Calico has now announced the hire of four heavy-hitters from the pharmaceutical and healthcare industries. Not surprisingly, three of them have connections with Genentech. Dr Hal Barron was chief medical officer of Roche, which acquired Genentech in 2009 for $50bn. He becomes president of R&D at Calico.
Dr David Botstein, who joins Calico as chief scientific officer, was VP of Genentech in the late 1980s before moving to academia at Princeton, and Dr Bob Cohen leaves his post as senior oncology fellow at Genentech for a fellowship at Calico.
The other new recruit is Dr Cynthia Kenyon, who joins Calico as senior scientific adviser. She is currently a professor at University of California, San Francisco, and is best known for research demonstrating that ageing is a regulated process controlled by specific genes.
In classic Google style, Calico looks set to address the most basic science of ageing and death.
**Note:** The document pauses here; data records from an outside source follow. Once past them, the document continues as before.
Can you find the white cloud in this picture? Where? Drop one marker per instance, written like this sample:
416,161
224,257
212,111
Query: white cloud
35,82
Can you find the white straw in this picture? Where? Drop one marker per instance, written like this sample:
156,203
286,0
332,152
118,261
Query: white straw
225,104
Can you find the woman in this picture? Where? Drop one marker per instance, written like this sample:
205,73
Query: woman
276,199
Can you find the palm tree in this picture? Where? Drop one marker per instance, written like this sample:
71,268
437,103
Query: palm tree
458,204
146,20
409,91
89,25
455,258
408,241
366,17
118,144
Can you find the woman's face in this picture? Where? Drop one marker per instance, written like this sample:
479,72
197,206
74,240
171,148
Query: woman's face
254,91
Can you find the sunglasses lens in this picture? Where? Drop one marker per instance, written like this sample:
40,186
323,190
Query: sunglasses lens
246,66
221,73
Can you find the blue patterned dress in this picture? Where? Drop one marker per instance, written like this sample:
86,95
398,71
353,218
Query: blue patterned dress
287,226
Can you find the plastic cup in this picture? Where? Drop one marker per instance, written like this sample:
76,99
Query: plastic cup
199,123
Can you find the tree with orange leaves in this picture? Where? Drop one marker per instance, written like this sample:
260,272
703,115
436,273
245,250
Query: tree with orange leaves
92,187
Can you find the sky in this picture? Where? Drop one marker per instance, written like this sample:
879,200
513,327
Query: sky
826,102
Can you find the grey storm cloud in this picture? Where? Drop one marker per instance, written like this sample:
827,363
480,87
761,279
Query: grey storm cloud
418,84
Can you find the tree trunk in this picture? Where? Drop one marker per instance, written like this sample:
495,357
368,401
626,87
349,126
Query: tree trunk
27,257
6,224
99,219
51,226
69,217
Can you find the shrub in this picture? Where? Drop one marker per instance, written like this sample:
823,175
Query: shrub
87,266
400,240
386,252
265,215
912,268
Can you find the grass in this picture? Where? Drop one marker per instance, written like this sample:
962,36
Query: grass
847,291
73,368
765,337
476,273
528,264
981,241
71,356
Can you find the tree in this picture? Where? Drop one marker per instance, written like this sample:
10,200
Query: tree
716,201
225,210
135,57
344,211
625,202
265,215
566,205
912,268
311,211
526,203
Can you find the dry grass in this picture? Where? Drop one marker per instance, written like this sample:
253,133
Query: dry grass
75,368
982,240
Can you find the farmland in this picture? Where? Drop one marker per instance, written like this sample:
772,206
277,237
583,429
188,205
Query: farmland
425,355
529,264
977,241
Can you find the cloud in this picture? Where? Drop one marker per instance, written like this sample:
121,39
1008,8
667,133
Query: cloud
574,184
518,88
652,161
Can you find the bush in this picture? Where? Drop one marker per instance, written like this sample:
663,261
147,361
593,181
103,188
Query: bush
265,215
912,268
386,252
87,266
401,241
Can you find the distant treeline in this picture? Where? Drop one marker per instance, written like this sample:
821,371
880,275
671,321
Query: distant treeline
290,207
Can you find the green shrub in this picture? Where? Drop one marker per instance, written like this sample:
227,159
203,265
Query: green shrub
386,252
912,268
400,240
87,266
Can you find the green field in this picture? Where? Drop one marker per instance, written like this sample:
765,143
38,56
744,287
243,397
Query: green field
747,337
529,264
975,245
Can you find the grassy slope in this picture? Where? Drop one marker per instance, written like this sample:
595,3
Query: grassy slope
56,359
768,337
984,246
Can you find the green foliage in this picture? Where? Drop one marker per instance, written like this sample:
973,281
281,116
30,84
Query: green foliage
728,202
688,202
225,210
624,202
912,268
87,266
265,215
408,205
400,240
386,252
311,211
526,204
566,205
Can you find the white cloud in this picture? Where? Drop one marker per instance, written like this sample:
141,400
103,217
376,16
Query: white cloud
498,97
Dr Botstein says, “I start with the premise that we understand … a tiny fraction of what’s written in our genomes. We understand a tiny fraction of what parts of medicine work well, and what parts are just tradition. … The value of basic science, of course, is once we do understand [it] we might be able to do something.”
Google’s willingness to adopt radical and controversial approaches was demonstrated last year when it hired Ray Kurzweil, the futurist and artificial intelligence proponent, as director of engineering. Many people are watching with keen interest to see whether Calico will now hire Aubrey de Grey, an English gerontologist and author of Ending Ageing, who thinks the first person to live to 1,000 has already been born. When Calico was announced in September, de Grey welcomed it by paraphrasing Churchill’s phrase about the end of the beginning of the fight.